Andando ao lado dela, ele se sentia bem como há tempos não se sentia. A diferença de idade entre eles era de 10 anos, mas naquele momento não fazia a menor diferença. Eram apenas um casal feliz, cheio de uma intimidade, de uma cumplicidade que havia sido construída do zero em função de algo que ele mal se lembrava.

Os braços dados e o pele com pele estavam exacerbando a libido dos dois.

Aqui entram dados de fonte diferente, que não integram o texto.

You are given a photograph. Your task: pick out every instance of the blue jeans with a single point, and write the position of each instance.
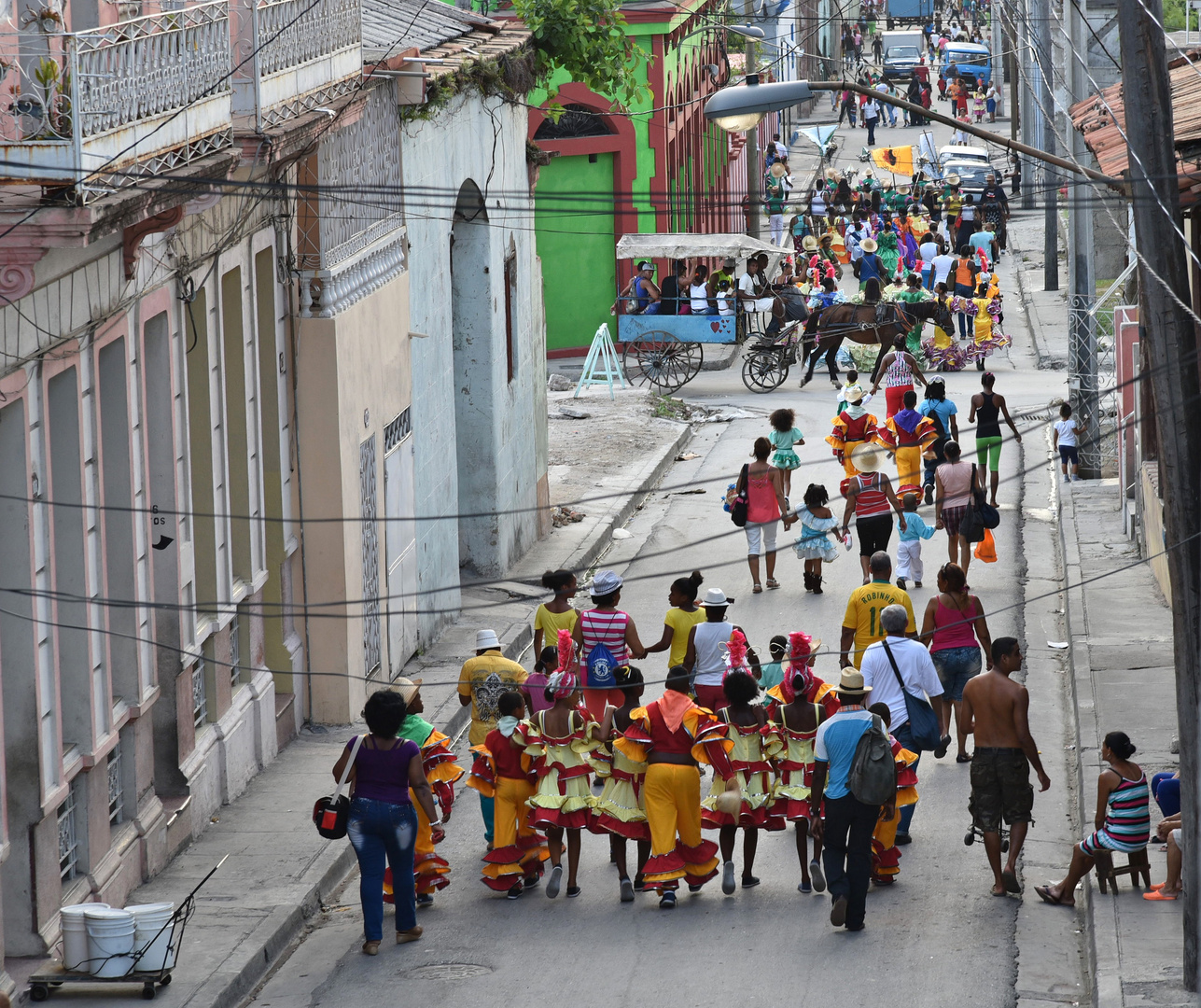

Era fácil perceber isso pela maneira como eles se olhavam. Uma tensão sexual gigantesca estava sendo criada aos poucos, sem pressa.

Sentaram-se no outro bar e pediram mais uma Heineken, mas dessa vez ele se sentou ao lado dela. Elogiou o seu perfume, e ela ofereceu o seu pescoço sob a alegação de que seria mais fácil sentir o cheiro naquele local. Enquanto ele ia em direção ao pescoço dela, a sua boca interrompeu o seu caminho.

Não se beijaram. Explodiram. Perderam-se nos beijos. Esqueceram do mundo. Até que ela, completamente fora de si, o empurrou, olhou bem dentro de seus olhos e disse:

– Some comigo daqui agora!

– Vou chamar um Uber…

– Não! – ela interrompeu – Eu moro perto daqui. Vamos andando!

Ele obedeceu, obviamente. Foram os 200 metros mais longos da vida dos dois. No silêncio das ruas vazias durante a noite, eles paravam de 10 em 10 passos para mais beijos, mais carícias, mais mãos perdidas, mas sempre com destino certo. A situação beirava o desespero. Nenhum dos dois fazia questão alguma de disfarçar as suas intenções.

– Eu jurava que você estavam sem sutiã, mas de calcinha…

– Sim… Eu estava… Está na bolsa agora.

“Foi por isso que ela quis ir ao banheiro antes caminhar para casa”, pensou.

E aquela situação enlouquecedora continuou até a chegada ao prédio dela. E assim também foi na portaria do prédio. No sofá da portaria. No elevador. E quando a porta da sua casa se abriu, com um só gesto ela ficou nua na sua frente. A garganta dele ficou seca. Ficou extasiado com a perfeição do que via à meia luz. Definitivamente, uma deusa. Uma beleza única, rara, divinal.

– Vem! Eu sou tua!

E assim foi. Ele foi dela e ela foi dele por incontáveis horas. Amaram-se loucamente. Os primeiros raios de sol mostraram corpos arranhados, lanhados e um cheiro incrível de sexo, felicidade e realização no ar.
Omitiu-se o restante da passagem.